“Il calcio ha perso”, il libro di Matteo Spaziante e Franco Vanni sulla crisi del mondo del pallone

“Il calcio ha perso”. È un titolo-verdetto quello del libro a firma dei giornalisti Matteo Spaziante e Franco Vanni uscito per Mondadori a gennaio. Un’analisi scrupolosa e dettagliata dei motivi che hanno condotto il “giocattolo più amato dagli italiani” vicino al punto di rottura. “L’indebitamento complessivo dei club di Serie A negli ultimi dodici anni è più che raddoppiato, avvicinandosi ai 5 miliardi di euro – afferma Vanni -. Le società che bruciavano cassa già prima del Covid con la pandemia si sono trasformate in inceneritori, e hanno persino il coraggio di chiedere i ristori”.

Secondo i dati del Report Calcio FIGC, che i due autori riportano nel loro saggio, nel 2019-2020 la Serie A aveva già subito un calo dei ricavi del 15 per cento, passando da 3,4 a 2,9 miliardi di euro. Nel frattempo i costi complessivi sono rimasti alti, con un calo del 7 per cento appena – da 2,6 a 2,4 miliardi – ottenuto in gran parte spalmando gli stipendi dei giocatori sulle stagioni successive. “Non un taglio, quindi, ma un rinvio – prosegue Vanni -. Nella stagione 2020-2021, interamente segnata dal Covid, i danni sono stati anche maggiori. Per rimettersi in piedi, al calcio europeo di club non basterebbe nemmeno tagliare i costi per un paio di miliardi, una soglia considerata la massima possibile senza interventi strutturali sui campionati e un cambio radicale delle norme finanziarie di settore. L’impatto a livello di risultato operativo ricavi-costi della pandemia, secondo l’UEFA, si aggira tra i 5,3 e i 6,2 miliardi di euro”.

Nonostante ciò, gli stipendi anche dopo l’annus horribilis del 2020 e ancora immersi negli strascichi della pandemia, continuano a rappresentare il 70-80% del fatturato delle società italiane, riducendo così la possibilità di fare altri investimenti, come quelli nella creazione di stadi proprietà, salvo rare eccezioni. “La pandemia è stato un detonatore che ha inciso sulla situazione economico-finanziaria già esplosiva del mondo del calcio, in Italia in particolare. Ed è stata anche una grandissima scusa: in nome del Covid i club hanno chiesto ristori, sconti e tempo per il pagamento delle tasse al governo. È difficile per un mondo che continua a pagare salari da molti milioni ai calciatori pretendere soldi pubblici. Infatti quasi ovunque hanno avuto risposte negative”.

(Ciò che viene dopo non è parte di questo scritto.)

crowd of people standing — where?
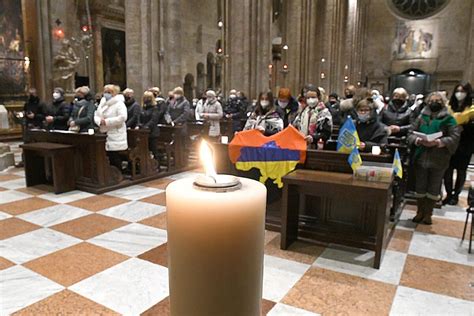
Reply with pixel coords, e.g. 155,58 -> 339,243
24,83 -> 474,224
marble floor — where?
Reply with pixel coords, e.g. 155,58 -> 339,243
0,144 -> 474,316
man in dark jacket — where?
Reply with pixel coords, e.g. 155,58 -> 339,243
69,86 -> 95,133
355,99 -> 387,152
123,88 -> 141,128
275,88 -> 298,127
380,88 -> 414,137
224,89 -> 247,133
44,88 -> 70,130
326,92 -> 342,126
23,88 -> 46,129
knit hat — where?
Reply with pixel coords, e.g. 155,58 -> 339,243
278,88 -> 291,99
206,90 -> 216,97
173,87 -> 184,95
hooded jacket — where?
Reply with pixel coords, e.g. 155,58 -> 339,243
94,94 -> 128,151
408,106 -> 460,169
380,100 -> 414,137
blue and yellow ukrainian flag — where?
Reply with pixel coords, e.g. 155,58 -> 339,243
337,117 -> 362,171
229,125 -> 306,188
392,149 -> 403,179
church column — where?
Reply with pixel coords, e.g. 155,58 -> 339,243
125,0 -> 162,93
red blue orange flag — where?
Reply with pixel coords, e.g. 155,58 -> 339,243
229,125 -> 307,188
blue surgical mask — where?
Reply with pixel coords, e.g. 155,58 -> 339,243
357,113 -> 370,123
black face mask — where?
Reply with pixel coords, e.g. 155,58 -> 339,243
392,99 -> 405,106
429,102 -> 443,112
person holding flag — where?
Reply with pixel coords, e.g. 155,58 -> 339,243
355,97 -> 388,152
408,92 -> 460,225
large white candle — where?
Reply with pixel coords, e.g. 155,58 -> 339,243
166,142 -> 267,316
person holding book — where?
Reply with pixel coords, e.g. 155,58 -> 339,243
443,82 -> 474,205
408,92 -> 460,225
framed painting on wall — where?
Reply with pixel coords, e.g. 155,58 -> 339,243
101,27 -> 127,90
0,0 -> 26,99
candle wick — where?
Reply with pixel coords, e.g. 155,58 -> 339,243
207,174 -> 217,183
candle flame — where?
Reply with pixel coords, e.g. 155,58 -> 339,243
199,140 -> 216,178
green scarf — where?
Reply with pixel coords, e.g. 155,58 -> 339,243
415,114 -> 457,159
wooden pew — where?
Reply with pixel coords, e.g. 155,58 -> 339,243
28,130 -> 123,193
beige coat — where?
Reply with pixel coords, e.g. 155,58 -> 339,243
94,94 -> 128,151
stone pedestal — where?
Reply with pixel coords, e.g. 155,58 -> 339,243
0,143 -> 15,171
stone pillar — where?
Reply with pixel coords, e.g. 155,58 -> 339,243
225,0 -> 272,99
125,0 -> 165,94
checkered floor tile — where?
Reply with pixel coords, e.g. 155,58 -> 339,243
0,143 -> 474,316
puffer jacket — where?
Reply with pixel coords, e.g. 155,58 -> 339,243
293,102 -> 332,143
408,106 -> 460,169
94,94 -> 128,151
244,107 -> 283,136
198,100 -> 223,137
355,109 -> 388,152
380,100 -> 414,137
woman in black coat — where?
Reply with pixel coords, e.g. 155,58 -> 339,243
44,88 -> 70,130
138,91 -> 165,161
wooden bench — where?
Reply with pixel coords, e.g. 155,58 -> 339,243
120,129 -> 159,179
20,142 -> 76,194
280,169 -> 392,269
155,124 -> 186,171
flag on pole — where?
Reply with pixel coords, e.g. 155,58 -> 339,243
392,149 -> 403,179
337,117 -> 362,171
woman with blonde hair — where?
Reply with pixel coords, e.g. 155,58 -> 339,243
94,84 -> 128,171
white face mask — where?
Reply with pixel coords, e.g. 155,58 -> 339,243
306,98 -> 318,106
260,100 -> 270,109
278,100 -> 289,109
454,91 -> 467,101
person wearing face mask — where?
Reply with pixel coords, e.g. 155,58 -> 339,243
244,91 -> 283,136
380,88 -> 414,137
68,86 -> 95,133
293,88 -> 332,144
23,88 -> 46,130
355,98 -> 388,152
326,92 -> 342,126
44,88 -> 70,130
224,89 -> 247,133
199,90 -> 223,141
122,88 -> 141,128
339,84 -> 360,125
167,87 -> 191,125
443,82 -> 474,205
408,92 -> 460,225
137,91 -> 165,161
275,88 -> 298,127
94,84 -> 128,171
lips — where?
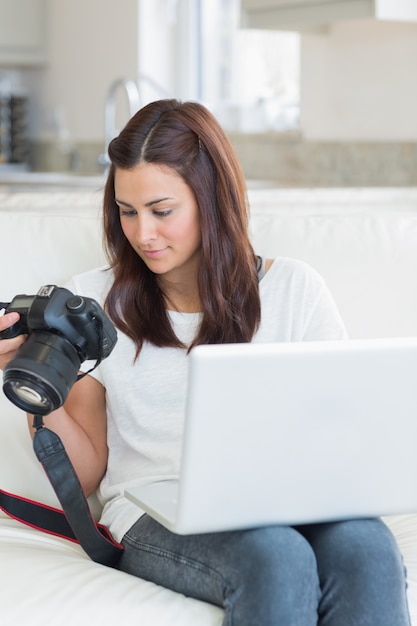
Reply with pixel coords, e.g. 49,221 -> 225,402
141,248 -> 166,259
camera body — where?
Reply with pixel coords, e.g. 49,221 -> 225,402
0,285 -> 117,415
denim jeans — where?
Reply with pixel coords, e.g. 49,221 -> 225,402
120,515 -> 410,626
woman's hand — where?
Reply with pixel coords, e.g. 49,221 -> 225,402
0,313 -> 26,370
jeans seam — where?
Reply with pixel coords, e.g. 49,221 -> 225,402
123,535 -> 229,597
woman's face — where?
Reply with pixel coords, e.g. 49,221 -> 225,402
114,163 -> 201,282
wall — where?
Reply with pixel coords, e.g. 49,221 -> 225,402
34,0 -> 138,141
301,20 -> 417,141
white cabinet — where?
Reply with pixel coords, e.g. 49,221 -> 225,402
0,0 -> 46,67
241,0 -> 417,30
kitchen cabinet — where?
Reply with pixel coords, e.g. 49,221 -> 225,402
0,0 -> 46,67
241,0 -> 417,30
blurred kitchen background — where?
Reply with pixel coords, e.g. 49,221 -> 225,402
0,0 -> 417,187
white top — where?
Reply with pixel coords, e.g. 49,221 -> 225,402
66,258 -> 346,541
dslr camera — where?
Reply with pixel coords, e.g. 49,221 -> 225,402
0,285 -> 117,415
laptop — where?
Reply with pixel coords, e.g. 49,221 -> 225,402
126,338 -> 417,534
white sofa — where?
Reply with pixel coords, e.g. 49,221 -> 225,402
0,189 -> 417,626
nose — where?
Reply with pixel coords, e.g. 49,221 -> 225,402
136,213 -> 156,246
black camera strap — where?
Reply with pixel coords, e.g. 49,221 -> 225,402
0,415 -> 123,567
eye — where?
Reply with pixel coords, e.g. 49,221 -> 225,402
153,209 -> 172,217
120,208 -> 137,217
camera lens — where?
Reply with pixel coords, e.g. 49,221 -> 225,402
3,331 -> 81,415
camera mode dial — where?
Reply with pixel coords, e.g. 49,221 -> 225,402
66,296 -> 85,313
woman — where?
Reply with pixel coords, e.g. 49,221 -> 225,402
0,100 -> 409,626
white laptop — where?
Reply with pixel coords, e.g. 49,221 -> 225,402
126,338 -> 417,534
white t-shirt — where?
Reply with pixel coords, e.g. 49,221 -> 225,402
67,258 -> 346,541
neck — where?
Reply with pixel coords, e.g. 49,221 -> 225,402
160,280 -> 201,313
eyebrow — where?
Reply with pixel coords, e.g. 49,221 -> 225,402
115,196 -> 174,209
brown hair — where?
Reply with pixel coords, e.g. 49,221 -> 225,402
104,100 -> 260,354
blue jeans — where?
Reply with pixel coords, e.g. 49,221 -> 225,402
120,515 -> 410,626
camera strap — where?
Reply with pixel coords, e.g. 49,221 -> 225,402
0,415 -> 123,567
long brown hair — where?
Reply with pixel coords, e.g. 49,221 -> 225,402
104,100 -> 260,355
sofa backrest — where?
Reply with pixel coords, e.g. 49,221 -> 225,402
0,190 -> 417,505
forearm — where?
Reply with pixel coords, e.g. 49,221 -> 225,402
28,407 -> 107,497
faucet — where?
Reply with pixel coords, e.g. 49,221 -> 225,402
98,78 -> 140,170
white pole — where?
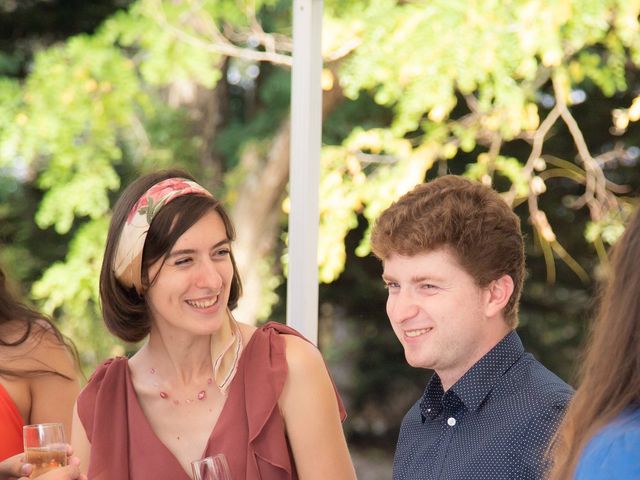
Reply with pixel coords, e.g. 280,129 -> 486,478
287,0 -> 323,344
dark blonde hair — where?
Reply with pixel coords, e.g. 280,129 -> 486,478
550,206 -> 640,480
100,170 -> 242,342
371,175 -> 524,327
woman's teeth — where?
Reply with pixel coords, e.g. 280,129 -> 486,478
187,297 -> 218,308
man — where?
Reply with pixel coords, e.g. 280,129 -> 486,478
371,176 -> 572,480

Come sottolineato in “Il calcio ha perso”, è uno strano cortocircuito quello tra le dichiarazioni dei dirigenti delle società che fanno ammenda per aver portato il calcio sull’orlo del fallimento (“Va fatta anche un’autocritica, il calcio pre-pandemia stava già viaggiando su binari di insostenibilità e la pandemia ha fatto da acceleratore a una situazione in cui la corsa alla vittoria, con stipendi e costi accessori legati alle commissioni degli agenti, ha creato squilibrio finanziario” aveva ammesso Alessandro Antonello, Corporate CEO dell’Inter) e lo sbattere dei piedi dell’ormai ex presidente della Lega Serie A, Paolo Dal Pino – che quei club rappresentava – per far presente al governo che le società di calcio professionistiche non hanno ricevuto ristori, a differenza di altri ambiti penalizzati dal Covid.

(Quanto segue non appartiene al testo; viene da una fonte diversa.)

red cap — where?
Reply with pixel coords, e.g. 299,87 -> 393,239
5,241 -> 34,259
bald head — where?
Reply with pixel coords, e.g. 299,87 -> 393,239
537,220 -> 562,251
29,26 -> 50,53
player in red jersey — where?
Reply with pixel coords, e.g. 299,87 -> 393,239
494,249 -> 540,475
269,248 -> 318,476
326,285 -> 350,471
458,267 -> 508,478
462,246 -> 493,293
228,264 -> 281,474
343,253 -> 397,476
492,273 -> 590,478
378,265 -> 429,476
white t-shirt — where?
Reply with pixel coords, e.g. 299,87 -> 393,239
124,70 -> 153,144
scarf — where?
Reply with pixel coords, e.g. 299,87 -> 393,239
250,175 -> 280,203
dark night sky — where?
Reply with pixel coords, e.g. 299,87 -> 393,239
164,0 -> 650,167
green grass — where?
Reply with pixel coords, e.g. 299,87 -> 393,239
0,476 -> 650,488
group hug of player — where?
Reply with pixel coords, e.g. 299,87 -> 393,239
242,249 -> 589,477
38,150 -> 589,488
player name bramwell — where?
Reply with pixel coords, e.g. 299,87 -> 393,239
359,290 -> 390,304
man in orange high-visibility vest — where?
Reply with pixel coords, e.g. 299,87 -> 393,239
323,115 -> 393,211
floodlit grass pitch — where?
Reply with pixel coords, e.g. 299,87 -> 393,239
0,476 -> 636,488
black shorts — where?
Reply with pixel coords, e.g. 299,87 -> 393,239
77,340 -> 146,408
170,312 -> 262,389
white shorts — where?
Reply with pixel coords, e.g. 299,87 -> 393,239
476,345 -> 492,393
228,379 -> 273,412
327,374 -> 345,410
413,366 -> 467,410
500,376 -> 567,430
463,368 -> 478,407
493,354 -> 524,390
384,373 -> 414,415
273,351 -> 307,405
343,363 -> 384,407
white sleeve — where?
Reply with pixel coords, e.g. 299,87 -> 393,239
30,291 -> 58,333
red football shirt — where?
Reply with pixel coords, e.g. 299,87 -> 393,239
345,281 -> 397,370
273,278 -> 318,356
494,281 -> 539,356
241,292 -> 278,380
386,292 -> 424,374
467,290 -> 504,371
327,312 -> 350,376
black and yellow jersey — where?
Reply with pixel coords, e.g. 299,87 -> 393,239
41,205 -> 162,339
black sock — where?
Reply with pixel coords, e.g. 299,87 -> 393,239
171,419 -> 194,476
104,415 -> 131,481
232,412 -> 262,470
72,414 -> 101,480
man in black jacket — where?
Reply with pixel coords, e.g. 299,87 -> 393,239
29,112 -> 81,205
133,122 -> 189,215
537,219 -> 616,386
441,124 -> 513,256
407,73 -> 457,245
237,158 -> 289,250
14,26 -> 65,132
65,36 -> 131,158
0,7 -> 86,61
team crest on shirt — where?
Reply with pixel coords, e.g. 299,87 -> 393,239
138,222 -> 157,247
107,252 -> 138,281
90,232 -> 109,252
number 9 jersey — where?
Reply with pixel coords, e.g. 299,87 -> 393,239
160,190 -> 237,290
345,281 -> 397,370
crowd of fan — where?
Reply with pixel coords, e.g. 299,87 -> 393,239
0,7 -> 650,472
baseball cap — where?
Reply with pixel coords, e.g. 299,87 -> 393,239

“La sfida per le società è far sì che con una gestione finanziariamente corretta si possano vincere trofei” sintetizza Vanni, che aggiunge: “Ci sta arrivando vicino il Milan e ci è arrivata vicina l’Atalanta, però ancora nessuno ce l’ha fatta davvero. E poi bisogna puntare sugli stadi di proprietà, che se ben gestiti garantiscono un buon flusso di cassa, soprattutto in un periodo in cui “cash is king” e i fondi di investimento lo sanno bene”. Tuttavia questa non può essere l’unica soluzione e occorre molta trasparenza da parte delle squadre e delle amministrazioni locali, affinché queste operazioni non si trasformino in speculazioni immobiliari. “Il vantaggio economico di uno stadio di proprietà – spiega l’autore – può non essere così consistente e il vero motivo per cui queste strutture fanno gola ai proprietari dei club è la possibilità di costruire case e uffici attorno all’impianto con lo sviluppo immobiliare dell’area. Ma questa non può diventare la scusa per edificare oltre misura, facendo prevalere ancora una volta logiche di business a uno sviluppo sostenibile delle città”.